Dr Anthony P Wells, Department of Ophthalmology, Wellington Hospital, Riddiford Street, Newtown, Wellington 6021, New Zealand. Email:


Background:  To determine the effect of scleral flap size on the medium-term intraocular pressure control and complication rates after augmented trabeculectomy.

Design:  Prospective randomized clinical trial.

Participants:  Glaucoma patients undergoing primary trabeculectomy. Exclusion criteria included previous ocular surgery apart from cataract surgery, secondary glaucoma and age under 18.

Methods:  Patients were randomized to either standard trabeculectomy (4 × 4 mm scleral flap) or microtrabeculectomy (2 × 2 mm scleral flap), both with adjustable sutures and antimetabolites. Bleb needling was performed as required. Patients were evaluated at day 1, weeks 1, 3, 6 and months 3, 6, 12, 18 and 24 postoperatively.

Main Outcome Measures:  Vision, intraocular pressure, complications and failure (intraocular pressure ≥ 21 mmHg or not reduced by ≥20% from baseline, intraocular pressure ≤ 5 mmHg, repeat glaucoma surgery and no light perception vision).

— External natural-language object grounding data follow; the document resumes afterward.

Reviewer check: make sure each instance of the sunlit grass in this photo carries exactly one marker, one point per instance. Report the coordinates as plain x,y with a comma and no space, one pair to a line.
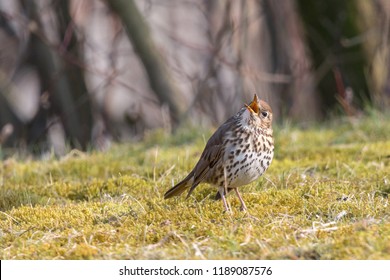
325,196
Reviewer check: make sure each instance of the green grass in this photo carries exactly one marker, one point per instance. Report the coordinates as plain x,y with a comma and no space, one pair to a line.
325,196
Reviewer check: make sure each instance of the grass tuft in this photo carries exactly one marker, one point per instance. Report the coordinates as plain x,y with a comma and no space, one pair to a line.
325,196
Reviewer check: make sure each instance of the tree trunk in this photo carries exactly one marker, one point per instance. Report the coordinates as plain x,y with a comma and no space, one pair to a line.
158,74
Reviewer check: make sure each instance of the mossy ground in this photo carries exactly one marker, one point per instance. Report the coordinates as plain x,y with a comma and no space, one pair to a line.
325,196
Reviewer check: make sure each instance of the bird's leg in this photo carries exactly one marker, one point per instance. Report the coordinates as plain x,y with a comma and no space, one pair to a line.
243,206
223,191
227,209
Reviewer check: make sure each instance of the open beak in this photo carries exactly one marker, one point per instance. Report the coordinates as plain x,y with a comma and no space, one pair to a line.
254,106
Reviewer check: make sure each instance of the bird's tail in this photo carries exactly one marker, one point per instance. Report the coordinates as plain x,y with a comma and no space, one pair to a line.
180,187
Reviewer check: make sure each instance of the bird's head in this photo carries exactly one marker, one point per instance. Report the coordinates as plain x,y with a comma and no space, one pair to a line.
261,111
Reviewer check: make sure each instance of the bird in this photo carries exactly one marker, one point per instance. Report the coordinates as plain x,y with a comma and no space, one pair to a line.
238,153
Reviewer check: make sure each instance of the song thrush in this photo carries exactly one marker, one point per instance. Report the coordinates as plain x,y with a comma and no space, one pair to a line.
238,153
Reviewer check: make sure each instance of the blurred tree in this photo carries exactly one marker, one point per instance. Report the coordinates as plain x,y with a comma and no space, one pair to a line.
61,75
339,67
158,74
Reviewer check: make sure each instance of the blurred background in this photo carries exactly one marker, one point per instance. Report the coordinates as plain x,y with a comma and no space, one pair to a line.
83,74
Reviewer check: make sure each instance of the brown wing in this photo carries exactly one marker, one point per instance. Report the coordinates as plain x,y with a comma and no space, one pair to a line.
212,153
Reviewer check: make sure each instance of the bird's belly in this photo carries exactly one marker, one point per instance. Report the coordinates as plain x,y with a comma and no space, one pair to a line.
246,167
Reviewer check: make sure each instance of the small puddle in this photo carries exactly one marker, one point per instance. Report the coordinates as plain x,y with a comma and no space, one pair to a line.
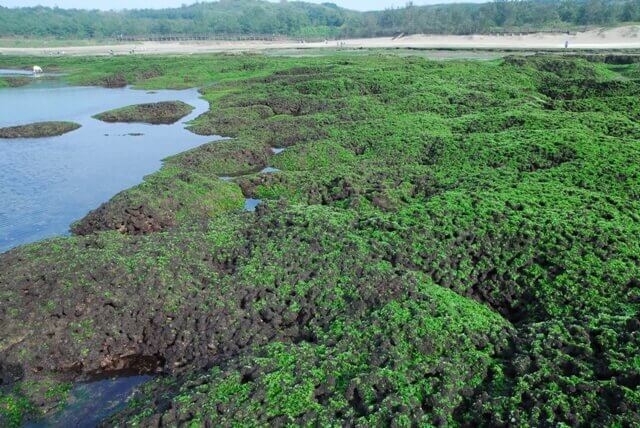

Results:  Forty-one patients were recruited; 20 had standard trabeculectomy, and 21 had microtrabeculectomy. At 2 years, the mean intraocular pressure and cumulative probability of failure was 12.4 ± 4.6 mmHg and 0.28 for standard trabeculectomy, and 11.5 ± 3.6 mmHg and 0.27 for microtrabeculectomy (P = 0.50 and 0.89, respectively). One patient in each group required Baerveldt device implantation. Vision reduced ≥2 Snellen lines in 15% in the standard trabeculectomy group and 25% in the microtrabeculectomy group, mainly from cataract (P = 0.48).

Conclusion:  Both trabeculectomy techniques achieved good intraocular pressure reduction and had similar complication rates. Scleral flap size had no significant effect on medium-term intraocular pressure control and complication profile.